Earlier today, the League of Municipalities presented testimony to the Senate Community and Urban Affairs Committee on S-2. This bill would amend the statutes that created the Local Unit Alignment, Reorganization, and Consolidation Commission (LUARCC), and grant LUARCC greater powers and duties regarding consolidation and shared services proposals. Beyond this, the bill would also remove many of the impediments to service sharings and consolidations, caused by terminal pay requirements, employee tenure provisions and Civil Service statutes and regulations.

First, we want to thank Senate President Sweeney and his staff for continuing to involve the League in the process.  His leadership in promoting shared service is part of that commitment.  By removing or reducing many of the roadblocks that increase the costs of shared services – things like terminal leave pay, civil service mandates, employee tenure requirements – many of the provisions in Senator Sweeney’s bill could reduce the costs and hurdles to shared services and consolidations, produce municipal savings and promote relief for our taxpayers. These provisions of S-2 give municipalities greater flexibility to implement shared services. 

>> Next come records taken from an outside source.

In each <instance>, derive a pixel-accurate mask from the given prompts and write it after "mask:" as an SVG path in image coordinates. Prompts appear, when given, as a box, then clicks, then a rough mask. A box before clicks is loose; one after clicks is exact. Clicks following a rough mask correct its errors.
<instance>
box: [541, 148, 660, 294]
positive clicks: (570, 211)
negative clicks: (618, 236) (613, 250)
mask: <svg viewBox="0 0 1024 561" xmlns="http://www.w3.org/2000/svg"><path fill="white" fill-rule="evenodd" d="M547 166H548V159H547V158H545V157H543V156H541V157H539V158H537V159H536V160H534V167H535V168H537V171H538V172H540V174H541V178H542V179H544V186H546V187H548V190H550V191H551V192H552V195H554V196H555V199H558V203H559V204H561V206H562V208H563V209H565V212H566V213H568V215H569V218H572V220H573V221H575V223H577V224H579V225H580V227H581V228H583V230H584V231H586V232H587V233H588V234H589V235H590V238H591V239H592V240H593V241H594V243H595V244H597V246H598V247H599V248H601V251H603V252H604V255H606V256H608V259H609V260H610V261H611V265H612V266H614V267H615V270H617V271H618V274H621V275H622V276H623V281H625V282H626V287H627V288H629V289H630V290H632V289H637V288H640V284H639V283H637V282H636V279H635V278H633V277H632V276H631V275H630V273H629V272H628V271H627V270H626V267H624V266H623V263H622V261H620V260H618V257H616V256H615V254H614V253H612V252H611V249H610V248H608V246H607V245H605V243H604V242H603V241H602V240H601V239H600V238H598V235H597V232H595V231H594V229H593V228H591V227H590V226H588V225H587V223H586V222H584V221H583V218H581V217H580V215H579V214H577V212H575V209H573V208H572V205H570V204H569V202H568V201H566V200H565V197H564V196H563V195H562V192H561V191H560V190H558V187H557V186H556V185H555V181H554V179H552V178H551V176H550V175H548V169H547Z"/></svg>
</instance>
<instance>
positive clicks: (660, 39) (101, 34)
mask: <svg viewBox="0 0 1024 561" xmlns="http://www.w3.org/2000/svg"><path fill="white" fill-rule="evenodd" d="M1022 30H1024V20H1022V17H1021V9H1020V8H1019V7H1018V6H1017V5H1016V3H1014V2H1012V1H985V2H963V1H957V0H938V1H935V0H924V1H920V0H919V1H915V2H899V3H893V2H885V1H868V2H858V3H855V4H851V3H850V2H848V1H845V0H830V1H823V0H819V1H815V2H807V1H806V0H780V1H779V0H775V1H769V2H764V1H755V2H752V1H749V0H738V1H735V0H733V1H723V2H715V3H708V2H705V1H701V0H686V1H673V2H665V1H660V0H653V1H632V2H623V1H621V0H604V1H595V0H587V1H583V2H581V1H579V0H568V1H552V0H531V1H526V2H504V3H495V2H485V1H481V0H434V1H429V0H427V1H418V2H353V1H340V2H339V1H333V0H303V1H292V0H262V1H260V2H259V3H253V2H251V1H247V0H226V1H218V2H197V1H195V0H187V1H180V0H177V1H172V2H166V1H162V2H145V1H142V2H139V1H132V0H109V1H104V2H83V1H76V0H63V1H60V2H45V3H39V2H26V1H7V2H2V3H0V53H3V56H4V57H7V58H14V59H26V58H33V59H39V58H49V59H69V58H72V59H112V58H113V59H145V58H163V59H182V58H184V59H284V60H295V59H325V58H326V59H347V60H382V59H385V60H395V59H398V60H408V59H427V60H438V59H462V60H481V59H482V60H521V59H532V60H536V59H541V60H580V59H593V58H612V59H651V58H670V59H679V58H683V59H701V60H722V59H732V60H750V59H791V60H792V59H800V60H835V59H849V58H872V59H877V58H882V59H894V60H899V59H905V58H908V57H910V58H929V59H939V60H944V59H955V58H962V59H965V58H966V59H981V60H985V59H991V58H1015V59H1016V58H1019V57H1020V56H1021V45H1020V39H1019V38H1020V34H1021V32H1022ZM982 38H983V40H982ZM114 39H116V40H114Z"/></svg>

While we appreciate many of those provisions, we must oppose the bill, as currently drafted. Our opposition is directed solely at the taxpayer penalty provision in Section 9.f. of bill. Under that provision, the voters would be threatened with the diminishment of future CMPTRA funding, if they do not vote in favor of a LUARCC shared services recommendation.

Voters should hold elected officials accountable; not the other way around. We must oppose any proposal which would, on the one hand, allow the voters to express their will; but, on the other hand, inform those voters that they will be punished, if their will does not comport with that of a majority of the appointed members of the LUARCC. As taxpaying citizens of the State of New Jersey, our taxpayers must be allowed the unencumbered right to determine the future government of their communities. And they must be assured equitable access to the benefits secured by their own tax dollars.

We will continue to urge State Legislators to remove that provision. Funding for CMPTRA was promised to our property taxpayers, when those taxpayers were asked to relinquish the rights to locally assessed and collected property tax relief moneys from sources like the Bank Stock Tax, the Business Personal Property Tax, the Tax on Class II Railroad Property and other sources of revenue dedicated to local purposes.